You want your customers to love you? Right? We all do. But before you can get your beloved customers and potential customers to love you, you have to really know who they are and what they desire. I often work with business owners to help them figure out who their ideal customers are. You’d be surprised how often we figure out that their ideal customer is not exactly who was first imagined. By doing a few exercises and some research, we are typically able to pinpoint the traits of the perfect customer and then build a fabulous brand based on that customer’s needs and wants. Here’s my process and an examples to get you started.
Determine the problem you solve
One of the first and often challenging steps of building a brand is figuring out exactly what problem(s) your business solves. Before you think “I just have a blog.” or “I just sell handbags,” remember that all businesses solve a problem. Some are critical issues like providing medical care – your local doctor or medical practice obviously solves this problem by providing preventative care when you are well and medical care when you are ill. Others businesses solve problems that may not be as critical in nature, but are still important. You purchase clothing from our favorite fashion boutique because the clothing they sell fits you well and makes you feel confident. Your problem may be you don’t have clothes to wear to work for fall. Your favorite store solves the problem. Let’s look at the rest of this exercise from the view point of a fictitious business called Lilly’s Boutique.
Communicate your solution with your main message
Your favorite fashion boutique may have created a mission statement that goes a little something like this:
Lilly’s Fashion Boutique provides flattering, fashion forward attire that makes busy professional women stand out from the crowd.
This one sentence presents both a problem and solution statement as well as some additional key words like flattering, fashion forward, busy, professional, women. Now it’s clear to see that Lilly’s Boutique has a specific clientele.
Identify your target customers and build customer personas
Personas are fictitious profiles built to help you think critically about your customers needs. If you’ve done a formal business plan, chances are you’ve already created these in some form. You may even have data that you’ve garnered through your current marketing efforts. But even if you don‘t, you can build these based off of your intuition, or compare to similar sites or businesses. Personas typically consist of demographically defining information and are built to paint a picture of a typical ideal customer. In creating these profiles, you will want to include age, gender, communication preferences and other relevant background information like occupation, buying habits and geographic location, for example. Personas can also include challenges and issues that this type of customer has. You may have only one persona, or many, but in many cases, three is the magic number.

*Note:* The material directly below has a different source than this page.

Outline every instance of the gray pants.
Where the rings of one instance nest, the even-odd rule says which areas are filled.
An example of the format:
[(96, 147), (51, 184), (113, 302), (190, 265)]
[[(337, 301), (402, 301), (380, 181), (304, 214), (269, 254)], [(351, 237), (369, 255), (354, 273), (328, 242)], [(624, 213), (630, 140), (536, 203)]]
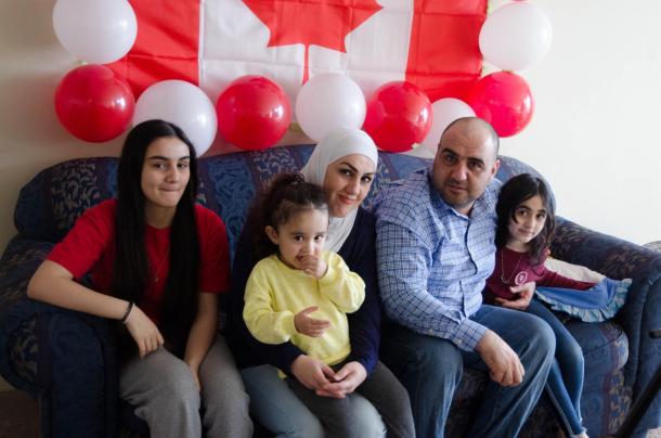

In the case of our fashion boutique, the store may target female professionals who live near downtown Raleigh, NC. They may find most of their women are between 28-50. The store has to further define their target customers by figuring out what their challenges and buying habits are and that’s where the use of personas really helps.
Leslie
28, single professional
Leslie is a fashion forward professional. She is trying to advance her career so looking pulled together is very important to her and it helps her feel confident. She may not make a lot of money (yet) but she invests in key pieces. She goes for quality not quantity. She follows fashion blogs and magazines for advice and tips. While she makes big purchases only seasonally, she often buys and uses accessories to change up her look.
Megan
38, working mom with kids
Megan has a lot on her plate, but she also feels like she can have it all. She has a senior level job. Time is of the essence so she frequently shops at lunch and she loves that she can call ahead to the store and they will pull items aside for her before she comes in. She doesn’t care about price as much as value and quality.
Build content and imagery that speaks to your customer is and their needs
Lilly’s Fashions can now build a brand around their customers needs. Part of this is communicating the stores’s key features: value, proximity, fashion-forwardness. They do this with distinct and consistent use of colors, imagery -called visual branding – and communications, written in a tone that speak to the target customers.
Further to that, they can now set up their social media and direct marketing program based on their customers specific needs by:
- Keeping an active social media presence and frequent mentions in local media. This lets Leslie know that she is shopping at a fashion forward boutique.
- Setting up a personal shopping program for regular customers with direct mail reminders. This lets Megan know she can always get the convenient, personal service she desires.
- Sending email newsletters. These alert both customers on a frequent basis of promotions and sells for loyal customers.
Spending some dedicated time determining who your customers are will help you build a brand that they will love. Love to hear your branding success stories.